Xaprb

Stay curious!

How to calculate table checksums in MySQL

with 16 comments

MySQL has no built-in functionality to calculate a table’s checksum in any storage engine but MyISAM (this is not true; I read the manual wrong, but it doesn’t eliminate the usefulness of the technique in this article). Table checksums can confirm that two tables are identical — useful to verify a slave server is in sync with its master (see my article on reliable MySQL replication for more). Fortunately, it’s easy to calculate a checksum on non-MyISAM tables with user variables. This technique works on any storage engine with any version of MySQL, doesn’t require the BLACKHOLE storage engine, and avoids locks caused by INSERT... SELECT on InnoDB tables.

Update I’ve coded this method into a Perl script for you to use. See MySQL Table Checksum for more details.

MyISAM checksums

If you want to verify that two MyISAM tables are identical, you can use CHECKSUM TABLE. If you need to do this frequently, you might want to make sure your MyISAM tables have the CHECKSUM = 1 option on so checksums are maintained continuously and don’t have to be calculated.

That was easy! Now on to the hard part: how to compare tables when one or both uses a storage engine other than MyISAM. That’s what the rest of this article is about.

Foundation

I derived this technique from Giuseppe Maxia’s article on how to use the BLACKHOLE storage engine to avoid cursors. Giuseppe uses a two-step process:

  1. Concatenate the values of all columns in the first row, and get a checksum of it with a cryptographic hash function.
  2. Concatenate this checksum with a global checksum, and take the checksum of the result, then move to the next row and repeat.

After processing each row in the table this way, you have a checksum of the entire table’s contents.

Two ways to iterate over rows

Giuseppe showed two ways to iterate over every row in the table: one with cursors, and another with user variables. Cursors in MySQL can’t be used with dynamically prepared statements, so they are much less practical for a generic method of checksumming any table; that would require creating a different routine for each table. So cursors are out, and user-variables are in. Here’s the essential code:

set @crc := '', @cnt := 0;
select @crc := sha1(concat(@crc,
    sha1(concat_ws('#', col1, col2... colN)))),
    @cnt := @cnt + 1 from tbl order by ID;
select @crc, @cnt;

(This code both CRCs the table and counts the number of rows in it).

The problem with this method, as Giuseppe points out, is the result set.
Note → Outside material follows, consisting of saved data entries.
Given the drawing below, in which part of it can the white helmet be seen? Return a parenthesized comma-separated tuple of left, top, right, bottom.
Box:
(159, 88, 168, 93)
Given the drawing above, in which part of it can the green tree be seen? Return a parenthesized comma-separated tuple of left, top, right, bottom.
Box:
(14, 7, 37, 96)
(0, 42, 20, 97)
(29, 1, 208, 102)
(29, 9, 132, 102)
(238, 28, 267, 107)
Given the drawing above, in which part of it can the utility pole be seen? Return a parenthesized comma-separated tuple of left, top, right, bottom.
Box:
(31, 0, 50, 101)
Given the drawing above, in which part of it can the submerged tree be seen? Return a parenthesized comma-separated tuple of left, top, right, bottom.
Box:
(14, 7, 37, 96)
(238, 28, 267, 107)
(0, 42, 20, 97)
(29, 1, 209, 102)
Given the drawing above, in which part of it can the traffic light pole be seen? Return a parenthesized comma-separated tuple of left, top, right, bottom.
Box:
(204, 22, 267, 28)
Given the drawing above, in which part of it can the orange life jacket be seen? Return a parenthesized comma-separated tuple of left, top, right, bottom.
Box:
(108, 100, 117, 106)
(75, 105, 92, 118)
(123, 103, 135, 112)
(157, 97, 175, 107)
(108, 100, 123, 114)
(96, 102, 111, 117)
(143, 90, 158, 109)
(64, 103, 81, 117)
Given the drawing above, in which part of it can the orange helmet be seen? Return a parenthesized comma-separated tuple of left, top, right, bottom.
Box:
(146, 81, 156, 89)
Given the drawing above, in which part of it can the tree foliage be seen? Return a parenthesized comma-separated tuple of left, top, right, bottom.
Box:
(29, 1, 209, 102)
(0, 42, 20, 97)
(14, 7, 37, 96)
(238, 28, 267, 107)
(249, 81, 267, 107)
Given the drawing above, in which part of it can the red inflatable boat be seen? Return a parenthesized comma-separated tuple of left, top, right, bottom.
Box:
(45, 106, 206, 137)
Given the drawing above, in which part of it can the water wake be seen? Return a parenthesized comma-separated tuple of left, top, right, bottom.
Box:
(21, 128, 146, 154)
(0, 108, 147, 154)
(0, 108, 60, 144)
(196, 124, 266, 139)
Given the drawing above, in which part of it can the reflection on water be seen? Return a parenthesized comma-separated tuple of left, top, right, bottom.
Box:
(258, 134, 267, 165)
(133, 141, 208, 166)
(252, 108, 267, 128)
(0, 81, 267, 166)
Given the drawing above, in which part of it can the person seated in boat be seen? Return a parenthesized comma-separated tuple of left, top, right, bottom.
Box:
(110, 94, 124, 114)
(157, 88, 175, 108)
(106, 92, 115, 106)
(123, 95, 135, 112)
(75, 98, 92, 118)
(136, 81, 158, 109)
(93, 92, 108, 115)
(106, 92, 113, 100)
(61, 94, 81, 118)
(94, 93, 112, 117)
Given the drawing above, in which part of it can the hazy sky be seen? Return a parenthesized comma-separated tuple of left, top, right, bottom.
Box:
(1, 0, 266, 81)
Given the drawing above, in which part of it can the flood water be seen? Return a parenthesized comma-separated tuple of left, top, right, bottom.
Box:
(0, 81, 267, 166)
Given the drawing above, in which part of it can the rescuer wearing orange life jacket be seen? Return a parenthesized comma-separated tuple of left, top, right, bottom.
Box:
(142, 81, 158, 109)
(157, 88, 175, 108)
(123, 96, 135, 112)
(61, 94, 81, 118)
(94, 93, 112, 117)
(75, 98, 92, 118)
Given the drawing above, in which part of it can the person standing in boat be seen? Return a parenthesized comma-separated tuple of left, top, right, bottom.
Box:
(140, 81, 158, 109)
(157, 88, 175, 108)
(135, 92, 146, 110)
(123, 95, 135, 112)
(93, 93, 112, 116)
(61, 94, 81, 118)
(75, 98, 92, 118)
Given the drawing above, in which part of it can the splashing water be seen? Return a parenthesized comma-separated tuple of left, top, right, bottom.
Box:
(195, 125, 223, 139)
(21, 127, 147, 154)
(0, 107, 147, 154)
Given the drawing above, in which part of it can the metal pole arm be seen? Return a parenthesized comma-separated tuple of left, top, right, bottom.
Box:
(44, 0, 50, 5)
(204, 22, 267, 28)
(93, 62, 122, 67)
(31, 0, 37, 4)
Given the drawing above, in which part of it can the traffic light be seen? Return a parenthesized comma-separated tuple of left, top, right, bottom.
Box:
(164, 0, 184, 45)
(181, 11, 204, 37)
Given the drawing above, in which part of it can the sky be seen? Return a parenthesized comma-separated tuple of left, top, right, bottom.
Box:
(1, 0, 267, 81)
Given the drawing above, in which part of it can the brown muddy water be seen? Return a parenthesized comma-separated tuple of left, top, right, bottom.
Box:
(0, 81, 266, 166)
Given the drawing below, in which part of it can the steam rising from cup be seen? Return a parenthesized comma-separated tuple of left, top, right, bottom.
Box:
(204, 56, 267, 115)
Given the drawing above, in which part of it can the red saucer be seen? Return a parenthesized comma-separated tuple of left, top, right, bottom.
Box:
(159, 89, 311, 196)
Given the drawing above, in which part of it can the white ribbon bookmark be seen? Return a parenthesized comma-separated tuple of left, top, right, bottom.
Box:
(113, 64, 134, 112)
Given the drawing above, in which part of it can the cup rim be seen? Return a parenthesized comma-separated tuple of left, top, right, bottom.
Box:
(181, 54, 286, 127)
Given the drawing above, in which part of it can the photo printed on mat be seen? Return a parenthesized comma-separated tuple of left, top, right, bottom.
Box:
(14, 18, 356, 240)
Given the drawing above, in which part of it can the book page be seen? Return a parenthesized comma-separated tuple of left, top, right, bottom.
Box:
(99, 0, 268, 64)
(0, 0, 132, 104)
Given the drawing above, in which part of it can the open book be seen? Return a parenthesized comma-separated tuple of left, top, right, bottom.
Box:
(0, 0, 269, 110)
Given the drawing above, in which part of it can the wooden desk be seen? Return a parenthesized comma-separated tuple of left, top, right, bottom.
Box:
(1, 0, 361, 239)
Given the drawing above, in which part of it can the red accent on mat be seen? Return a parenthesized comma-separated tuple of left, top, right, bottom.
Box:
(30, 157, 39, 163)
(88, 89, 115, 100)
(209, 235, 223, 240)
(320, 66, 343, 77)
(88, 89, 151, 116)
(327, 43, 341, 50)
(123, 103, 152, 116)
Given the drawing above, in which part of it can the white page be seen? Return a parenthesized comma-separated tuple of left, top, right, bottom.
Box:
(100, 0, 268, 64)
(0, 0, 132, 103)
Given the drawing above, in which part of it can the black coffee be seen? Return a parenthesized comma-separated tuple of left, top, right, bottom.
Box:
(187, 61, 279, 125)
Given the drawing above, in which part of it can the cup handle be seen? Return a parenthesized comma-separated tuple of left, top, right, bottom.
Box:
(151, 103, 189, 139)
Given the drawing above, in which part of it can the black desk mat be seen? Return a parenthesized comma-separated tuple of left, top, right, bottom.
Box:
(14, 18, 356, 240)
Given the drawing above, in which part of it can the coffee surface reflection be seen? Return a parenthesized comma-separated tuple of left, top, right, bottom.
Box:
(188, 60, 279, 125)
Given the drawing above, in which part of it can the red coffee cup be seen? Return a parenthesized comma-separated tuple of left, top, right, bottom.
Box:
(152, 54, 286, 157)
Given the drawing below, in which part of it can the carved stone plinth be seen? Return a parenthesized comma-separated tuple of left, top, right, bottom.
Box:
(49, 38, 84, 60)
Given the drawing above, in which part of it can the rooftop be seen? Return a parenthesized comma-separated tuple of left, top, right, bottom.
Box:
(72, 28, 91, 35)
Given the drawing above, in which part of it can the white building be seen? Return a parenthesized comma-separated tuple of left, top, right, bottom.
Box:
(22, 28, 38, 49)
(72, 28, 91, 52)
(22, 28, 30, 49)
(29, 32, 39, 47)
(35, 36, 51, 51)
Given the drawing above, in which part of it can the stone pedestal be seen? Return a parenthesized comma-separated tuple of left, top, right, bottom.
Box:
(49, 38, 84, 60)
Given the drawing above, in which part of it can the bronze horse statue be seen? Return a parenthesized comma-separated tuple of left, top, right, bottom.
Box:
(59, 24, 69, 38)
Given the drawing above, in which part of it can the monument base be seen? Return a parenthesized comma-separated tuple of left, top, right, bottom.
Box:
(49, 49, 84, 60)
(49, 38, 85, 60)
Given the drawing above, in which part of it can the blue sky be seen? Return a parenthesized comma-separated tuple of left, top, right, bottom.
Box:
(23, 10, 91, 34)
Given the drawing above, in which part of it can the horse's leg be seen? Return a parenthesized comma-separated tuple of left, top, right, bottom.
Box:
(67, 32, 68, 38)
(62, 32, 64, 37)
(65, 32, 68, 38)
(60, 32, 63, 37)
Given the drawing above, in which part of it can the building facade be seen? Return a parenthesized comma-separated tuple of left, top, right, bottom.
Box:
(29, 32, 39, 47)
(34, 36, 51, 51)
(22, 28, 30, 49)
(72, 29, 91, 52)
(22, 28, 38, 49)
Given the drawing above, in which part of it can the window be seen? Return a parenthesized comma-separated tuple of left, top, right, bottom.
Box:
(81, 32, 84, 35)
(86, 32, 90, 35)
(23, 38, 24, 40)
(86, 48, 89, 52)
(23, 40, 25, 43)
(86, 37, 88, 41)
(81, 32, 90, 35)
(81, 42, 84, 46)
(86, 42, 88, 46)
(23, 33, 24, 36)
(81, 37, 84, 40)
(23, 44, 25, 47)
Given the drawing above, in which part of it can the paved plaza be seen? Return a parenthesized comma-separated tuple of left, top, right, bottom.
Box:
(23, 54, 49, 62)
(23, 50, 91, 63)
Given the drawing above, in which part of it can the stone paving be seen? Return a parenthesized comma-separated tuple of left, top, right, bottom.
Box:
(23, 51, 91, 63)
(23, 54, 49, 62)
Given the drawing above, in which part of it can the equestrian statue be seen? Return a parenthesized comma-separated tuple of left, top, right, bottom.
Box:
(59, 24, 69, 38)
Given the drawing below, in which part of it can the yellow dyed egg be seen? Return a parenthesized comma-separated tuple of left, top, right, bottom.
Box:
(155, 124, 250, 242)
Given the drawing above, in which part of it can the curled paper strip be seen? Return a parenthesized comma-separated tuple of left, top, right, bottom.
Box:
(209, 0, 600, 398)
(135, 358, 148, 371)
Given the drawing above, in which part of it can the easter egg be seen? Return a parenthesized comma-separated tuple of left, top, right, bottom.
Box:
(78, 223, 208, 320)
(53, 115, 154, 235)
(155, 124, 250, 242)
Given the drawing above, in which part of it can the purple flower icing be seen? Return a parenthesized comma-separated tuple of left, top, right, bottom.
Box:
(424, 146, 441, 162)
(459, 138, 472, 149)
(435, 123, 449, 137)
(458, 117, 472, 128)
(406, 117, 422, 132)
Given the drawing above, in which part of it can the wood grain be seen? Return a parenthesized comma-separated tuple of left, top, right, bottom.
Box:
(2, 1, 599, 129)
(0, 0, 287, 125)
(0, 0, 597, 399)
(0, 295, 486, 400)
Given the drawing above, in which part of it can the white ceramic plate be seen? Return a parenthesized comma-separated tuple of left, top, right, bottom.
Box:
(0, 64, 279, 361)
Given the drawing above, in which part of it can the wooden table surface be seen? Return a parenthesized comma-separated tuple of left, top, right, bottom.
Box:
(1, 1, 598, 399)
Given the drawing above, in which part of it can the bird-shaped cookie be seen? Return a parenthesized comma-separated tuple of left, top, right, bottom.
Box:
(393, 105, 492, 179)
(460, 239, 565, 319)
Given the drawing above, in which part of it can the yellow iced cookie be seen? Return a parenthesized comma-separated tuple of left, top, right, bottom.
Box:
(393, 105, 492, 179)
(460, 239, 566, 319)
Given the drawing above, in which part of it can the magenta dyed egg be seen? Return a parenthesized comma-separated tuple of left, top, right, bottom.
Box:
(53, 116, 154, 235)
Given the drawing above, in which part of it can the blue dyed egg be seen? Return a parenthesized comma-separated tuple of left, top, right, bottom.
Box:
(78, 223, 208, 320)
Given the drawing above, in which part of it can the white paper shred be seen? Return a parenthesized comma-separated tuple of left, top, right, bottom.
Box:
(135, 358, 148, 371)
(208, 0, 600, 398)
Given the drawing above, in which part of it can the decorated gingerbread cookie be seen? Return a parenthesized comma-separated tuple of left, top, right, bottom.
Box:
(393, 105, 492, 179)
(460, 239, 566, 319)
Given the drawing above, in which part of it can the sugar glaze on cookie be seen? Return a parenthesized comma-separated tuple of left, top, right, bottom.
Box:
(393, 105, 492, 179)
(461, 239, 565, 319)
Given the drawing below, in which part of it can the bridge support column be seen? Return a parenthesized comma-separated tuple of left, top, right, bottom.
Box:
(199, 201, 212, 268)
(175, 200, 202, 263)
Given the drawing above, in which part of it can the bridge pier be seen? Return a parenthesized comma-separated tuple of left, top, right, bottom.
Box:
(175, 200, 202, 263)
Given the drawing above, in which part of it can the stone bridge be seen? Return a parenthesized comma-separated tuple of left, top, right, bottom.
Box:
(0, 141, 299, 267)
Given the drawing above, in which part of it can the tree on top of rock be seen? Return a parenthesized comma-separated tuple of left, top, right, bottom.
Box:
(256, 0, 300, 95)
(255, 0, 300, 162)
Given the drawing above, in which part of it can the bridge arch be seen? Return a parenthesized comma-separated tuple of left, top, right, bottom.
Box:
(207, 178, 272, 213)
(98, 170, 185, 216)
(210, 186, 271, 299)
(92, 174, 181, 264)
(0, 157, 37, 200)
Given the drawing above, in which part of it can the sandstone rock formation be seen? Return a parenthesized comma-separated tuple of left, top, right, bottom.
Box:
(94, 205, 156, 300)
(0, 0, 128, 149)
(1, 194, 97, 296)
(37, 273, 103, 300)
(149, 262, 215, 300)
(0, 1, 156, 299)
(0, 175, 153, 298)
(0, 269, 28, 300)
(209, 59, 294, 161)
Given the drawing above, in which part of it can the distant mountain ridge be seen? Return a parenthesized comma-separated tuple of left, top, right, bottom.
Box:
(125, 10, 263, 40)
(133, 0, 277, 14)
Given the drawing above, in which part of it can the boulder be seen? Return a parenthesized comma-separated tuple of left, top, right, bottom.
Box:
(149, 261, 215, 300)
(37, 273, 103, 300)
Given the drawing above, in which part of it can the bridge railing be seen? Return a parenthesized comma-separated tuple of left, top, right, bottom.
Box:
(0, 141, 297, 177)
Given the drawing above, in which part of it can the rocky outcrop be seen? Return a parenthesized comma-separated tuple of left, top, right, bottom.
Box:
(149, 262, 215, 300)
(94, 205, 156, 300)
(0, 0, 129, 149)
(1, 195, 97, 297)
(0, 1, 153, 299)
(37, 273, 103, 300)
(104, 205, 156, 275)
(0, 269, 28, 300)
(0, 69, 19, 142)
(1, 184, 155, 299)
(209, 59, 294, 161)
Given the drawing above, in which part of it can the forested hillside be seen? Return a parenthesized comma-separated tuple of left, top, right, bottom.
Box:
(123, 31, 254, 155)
If you run this on a table with a million rows, you’re going to get a million rows of CRCs and counts back from the first SELECT. This is not good; you really want the server to throw the intermediate values away so they don’t consume resources needlessly.

Giuseppe’s solution to this is to change the SELECT to an INSERT... SELECT. The INSERT goes into a BLACKHOLE table, which is like dumping it into /dev/null. It is simply discarded. This avoids some overhead, and Giuseppe found that it’s faster than using a cursor.

Limitations and performance concerns

There are still some undesirable effects of this approach. One is the BLACKHOLE storage engine. It’s not included in MySQL’s official binaries, so you’ll have to compile your own server to use it. It’s also not available before version 4.1.11. Those limitations rule this method out for many users.

The second is InnoDB. If you use InnoDB (odds are you do, or you wouldn’t be reading this) the INSERT... SELECT will place shared locks on every row in the table. If you’re doing this on an otherwise quiet server, it may not matter, but if you’re taking live checksums on a production machine, it’s much better to avoid those locks.

I’ll show you how to avoid both problems.

Wrap the user-variables up and discard the results

If you’ve read my articles about advanced user-variable techniques in MySQL, you might see where I’m headed. You don’t have to generate a large result set from that SELECT statement. In fact, you can hide the variable assignments, which you care about, inside a function whose result you don’t care about, and use an aggregate function to eliminate all but one row. Study the following code, which uses the same fruits table as in the user-variables article:

set @crc := '';

select min(
      length(@crc := sha1(concat(
         @crc,
         sha1(concat_ws('#', type, variety, price)))))
   ) as discard
from fruits use index(PRIMARY);
+---------+
| discard |
+---------+
|      40 |
+---------+

select @crc;
+------------------------------------------+
| @crc                                     |
+------------------------------------------+
| 3be9117fff37bcdd3f422e6ce4d24ee2a6642566 |
+------------------------------------------+

Notice a couple of things: there’s only one row, and the MIN() calculation that collapses all those rows into one is very efficient. Maybe a MySQL developer can comment on exactly how much memory this will take, but I think it should be really cheap, since it processes a row at a time and then throws it away.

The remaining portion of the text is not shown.